FIG. 3 is a diagram showing a structural example of a conventional optical receiver module.

[Explanation of symbols]

DESCRIPTION OF SYMBOLS 1 ... High-frequency board on which light-receiving element, IC is mounted, 2 ... Case, 3 ... High-frequency coaxial connector, 4 ... Ferrule, 5 ... Selfoc lens, 6 ... Light-receiving element, 7 ... Module mounting surface, 8 ... Board mounted Metal to do.

Claims (1)

[Claims] 1. A light receiving element and I for amplifying an output of the light receiving element.
C is mounted on the same plane, and a substrate A mounted so as to be parallel to the light receiving surface of the light receiving element is hermetically sealed in a case, and a signal on the substrate is output by a coaxial connector.
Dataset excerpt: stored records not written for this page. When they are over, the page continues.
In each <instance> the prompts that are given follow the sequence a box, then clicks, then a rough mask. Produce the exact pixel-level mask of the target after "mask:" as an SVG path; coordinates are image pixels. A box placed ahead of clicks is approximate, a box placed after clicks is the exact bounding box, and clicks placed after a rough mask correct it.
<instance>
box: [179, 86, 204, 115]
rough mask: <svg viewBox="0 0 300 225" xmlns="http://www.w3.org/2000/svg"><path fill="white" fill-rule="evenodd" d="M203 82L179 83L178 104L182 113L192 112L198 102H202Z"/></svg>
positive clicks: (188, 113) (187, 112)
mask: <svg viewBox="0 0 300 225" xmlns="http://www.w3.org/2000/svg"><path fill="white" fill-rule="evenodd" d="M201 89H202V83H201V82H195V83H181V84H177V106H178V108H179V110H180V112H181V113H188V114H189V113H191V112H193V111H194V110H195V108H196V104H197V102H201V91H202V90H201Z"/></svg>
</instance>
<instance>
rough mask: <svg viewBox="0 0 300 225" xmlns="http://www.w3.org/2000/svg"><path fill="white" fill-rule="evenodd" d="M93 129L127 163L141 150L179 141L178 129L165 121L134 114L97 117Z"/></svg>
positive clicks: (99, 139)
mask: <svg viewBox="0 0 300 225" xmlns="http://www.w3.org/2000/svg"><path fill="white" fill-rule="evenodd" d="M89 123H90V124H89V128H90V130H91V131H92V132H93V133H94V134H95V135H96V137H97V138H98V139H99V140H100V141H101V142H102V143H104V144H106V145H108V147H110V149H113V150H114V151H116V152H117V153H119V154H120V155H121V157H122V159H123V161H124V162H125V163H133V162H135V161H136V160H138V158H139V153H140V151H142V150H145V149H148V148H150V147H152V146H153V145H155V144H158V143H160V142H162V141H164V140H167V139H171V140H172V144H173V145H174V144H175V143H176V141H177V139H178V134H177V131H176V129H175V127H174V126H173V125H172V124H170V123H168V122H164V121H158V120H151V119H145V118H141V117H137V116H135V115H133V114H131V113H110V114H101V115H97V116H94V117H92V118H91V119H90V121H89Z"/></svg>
In the optical receiving module, a direction in which a signal on the substrate is transmitted is an X axis, a direction in which light is incident on the module is a Y axis, and a direction perpendicular to the X axis and the Y axis is a Z axis. The Cartesian coordinate system is used, and the axis tilted from the Z axis by 4 to 10 degrees about the X axis is the Z1 axis,
An optical receiver module in which a substrate A is arranged on a plane formed by the Z axis and the Z1 axis.